The sky wasn’t raining like it did the day before. That seemed like more appropriate weather for her goodbye. Today it was thick, lazy clouds with no sign of a sun break. A lethargic goodbye, like they had this morning. Of course there was a boy. There’s always a boy when there’s a goodbye.

The other day on the radio she heard “Goin’ Mobile,” “Rambling Man,” and “Like a Rolling Stone.” She sensed a trend. This wasn’t the first town she had left behind. She didn’t intend for it to be the last. She had a silly superstition about Elton John’s song “Tiny Dancer”: if she heard it on the radio, she thought it was going to be a good day. So when it came on the radio when she was about ten minutes outside Portland, she smiled and turned the volume up a little louder.

She didn’t cry; she had already gotten that out of her last week after the first attempt at goodbye with him. It was an accidental goodbye, a fight. An implosion. She cried a lot that night–for him, for her, mostly for the end of things. She teared up a little, sure, while she sang along to the song. She was scared, which is a natural emotion, but not an easy one. It’s important to have a soundtrack for these kinds of things, something to look back on. She’s not sure what she will remember years from now when she looks back on her time in Portland: her education, her friendships, or her many romantic missteps. Perhaps it will be the realization that she’s getting older and can’t keep making the same excuses she could before.

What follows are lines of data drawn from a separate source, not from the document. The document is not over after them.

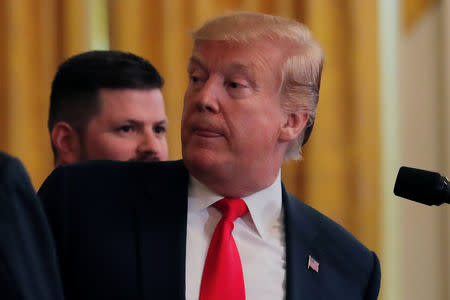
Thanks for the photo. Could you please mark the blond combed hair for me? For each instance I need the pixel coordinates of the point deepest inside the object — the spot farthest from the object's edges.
(301, 71)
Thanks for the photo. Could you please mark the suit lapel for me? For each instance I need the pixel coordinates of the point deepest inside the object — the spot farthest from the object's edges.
(161, 226)
(301, 282)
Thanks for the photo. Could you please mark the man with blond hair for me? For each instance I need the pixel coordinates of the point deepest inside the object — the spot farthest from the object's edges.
(218, 224)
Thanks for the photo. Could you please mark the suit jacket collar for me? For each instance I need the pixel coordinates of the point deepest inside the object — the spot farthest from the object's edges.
(161, 226)
(301, 232)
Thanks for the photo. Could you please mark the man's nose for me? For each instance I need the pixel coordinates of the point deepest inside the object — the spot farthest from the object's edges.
(149, 142)
(208, 97)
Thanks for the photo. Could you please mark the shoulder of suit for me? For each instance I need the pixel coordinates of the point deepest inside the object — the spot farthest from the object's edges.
(326, 228)
(106, 170)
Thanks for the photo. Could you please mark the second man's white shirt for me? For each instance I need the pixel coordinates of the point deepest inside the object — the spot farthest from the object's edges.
(259, 237)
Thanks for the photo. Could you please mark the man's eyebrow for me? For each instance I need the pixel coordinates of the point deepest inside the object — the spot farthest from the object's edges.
(239, 67)
(195, 60)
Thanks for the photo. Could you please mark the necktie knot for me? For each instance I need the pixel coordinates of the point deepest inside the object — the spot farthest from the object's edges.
(231, 208)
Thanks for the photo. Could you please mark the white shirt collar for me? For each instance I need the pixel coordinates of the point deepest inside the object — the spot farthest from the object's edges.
(264, 206)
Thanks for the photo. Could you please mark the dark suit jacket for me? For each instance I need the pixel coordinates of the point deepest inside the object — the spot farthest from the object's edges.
(120, 231)
(28, 263)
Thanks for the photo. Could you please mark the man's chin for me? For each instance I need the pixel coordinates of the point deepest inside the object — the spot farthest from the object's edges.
(145, 159)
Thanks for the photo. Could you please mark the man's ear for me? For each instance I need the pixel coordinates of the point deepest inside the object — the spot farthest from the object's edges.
(293, 126)
(66, 141)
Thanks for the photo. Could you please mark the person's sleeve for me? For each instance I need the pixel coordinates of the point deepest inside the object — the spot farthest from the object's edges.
(375, 279)
(27, 252)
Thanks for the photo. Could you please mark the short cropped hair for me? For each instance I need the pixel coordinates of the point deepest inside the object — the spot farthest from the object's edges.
(76, 86)
(301, 71)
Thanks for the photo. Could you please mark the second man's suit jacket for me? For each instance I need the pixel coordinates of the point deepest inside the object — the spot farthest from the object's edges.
(120, 231)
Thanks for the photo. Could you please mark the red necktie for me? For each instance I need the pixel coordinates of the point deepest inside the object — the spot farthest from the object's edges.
(222, 277)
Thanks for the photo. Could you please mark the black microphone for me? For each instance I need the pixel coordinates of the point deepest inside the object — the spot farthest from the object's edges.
(422, 186)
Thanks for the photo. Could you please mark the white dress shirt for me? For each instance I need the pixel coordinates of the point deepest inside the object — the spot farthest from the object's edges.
(259, 237)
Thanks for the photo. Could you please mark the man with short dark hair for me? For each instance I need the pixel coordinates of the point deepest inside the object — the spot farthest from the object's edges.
(218, 224)
(107, 105)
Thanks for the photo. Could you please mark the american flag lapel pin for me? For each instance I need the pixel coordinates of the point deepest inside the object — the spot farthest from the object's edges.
(313, 264)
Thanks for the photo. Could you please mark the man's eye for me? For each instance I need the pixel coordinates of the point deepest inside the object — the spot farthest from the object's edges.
(126, 128)
(160, 129)
(235, 85)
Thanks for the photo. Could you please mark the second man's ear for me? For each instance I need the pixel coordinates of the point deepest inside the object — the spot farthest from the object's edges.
(293, 126)
(66, 141)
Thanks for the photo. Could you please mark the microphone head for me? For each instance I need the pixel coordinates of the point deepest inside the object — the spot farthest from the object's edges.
(422, 186)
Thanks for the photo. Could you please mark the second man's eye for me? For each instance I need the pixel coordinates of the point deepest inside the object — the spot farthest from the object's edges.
(126, 128)
(160, 129)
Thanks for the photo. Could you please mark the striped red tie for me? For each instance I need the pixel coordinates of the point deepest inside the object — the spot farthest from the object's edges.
(222, 277)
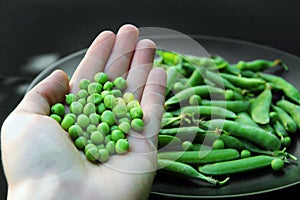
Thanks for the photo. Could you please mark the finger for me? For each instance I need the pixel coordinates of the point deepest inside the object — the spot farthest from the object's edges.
(49, 91)
(141, 65)
(95, 59)
(152, 104)
(120, 59)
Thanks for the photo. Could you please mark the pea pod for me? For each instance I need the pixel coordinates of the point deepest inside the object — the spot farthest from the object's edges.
(237, 166)
(258, 65)
(181, 130)
(200, 157)
(286, 120)
(206, 111)
(260, 108)
(187, 170)
(245, 118)
(292, 109)
(202, 90)
(258, 136)
(232, 105)
(164, 140)
(289, 89)
(243, 82)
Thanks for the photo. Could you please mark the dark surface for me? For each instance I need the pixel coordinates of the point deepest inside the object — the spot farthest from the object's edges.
(34, 34)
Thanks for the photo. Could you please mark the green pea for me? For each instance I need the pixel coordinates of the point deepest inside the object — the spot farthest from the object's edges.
(89, 108)
(97, 137)
(95, 98)
(116, 93)
(91, 128)
(89, 145)
(82, 101)
(56, 117)
(76, 108)
(80, 142)
(133, 103)
(120, 101)
(114, 127)
(125, 127)
(100, 108)
(108, 85)
(82, 93)
(84, 83)
(124, 119)
(187, 145)
(245, 153)
(286, 141)
(94, 88)
(70, 98)
(58, 109)
(111, 147)
(101, 77)
(120, 83)
(277, 164)
(120, 111)
(94, 118)
(103, 127)
(116, 135)
(92, 154)
(128, 96)
(195, 100)
(107, 139)
(74, 131)
(67, 122)
(109, 101)
(100, 146)
(103, 155)
(122, 146)
(105, 92)
(136, 112)
(218, 144)
(108, 117)
(83, 120)
(137, 124)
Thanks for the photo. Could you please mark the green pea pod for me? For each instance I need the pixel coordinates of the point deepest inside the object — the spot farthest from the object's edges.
(286, 120)
(187, 171)
(217, 79)
(164, 140)
(202, 90)
(244, 82)
(258, 65)
(207, 111)
(260, 108)
(181, 130)
(289, 89)
(245, 118)
(232, 105)
(196, 78)
(258, 136)
(237, 166)
(200, 157)
(172, 76)
(231, 142)
(292, 109)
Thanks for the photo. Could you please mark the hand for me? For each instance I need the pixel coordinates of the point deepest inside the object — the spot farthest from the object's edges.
(40, 160)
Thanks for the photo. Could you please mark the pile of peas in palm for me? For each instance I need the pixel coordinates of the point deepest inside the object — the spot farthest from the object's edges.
(100, 117)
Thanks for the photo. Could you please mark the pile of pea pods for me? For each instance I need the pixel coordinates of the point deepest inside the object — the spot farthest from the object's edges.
(223, 119)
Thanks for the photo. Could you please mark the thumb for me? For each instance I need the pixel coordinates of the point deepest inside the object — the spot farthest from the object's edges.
(49, 91)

Portland is better for her as a town for transition. It’s easy to stay here, even easier to wind up here. But not for her. For her it’s the kind of town you enjoy before it spoils, like a summer fling. It’s the kind of town you pass through on your way to somewhere else. It’s her first time heading east. She doesn’t know if she’ll put roots down where so many foundations have already been built. She knows she’ll miss the wildness and freedom and pioneer spirit of the west as she heads toward a land of heritage and traditions. Maybe she’ll settle there; maybe she’ll come back. She would like to think that she can do both. It’s hard to choose your ending when you feel like you’re still in the middle of the your story.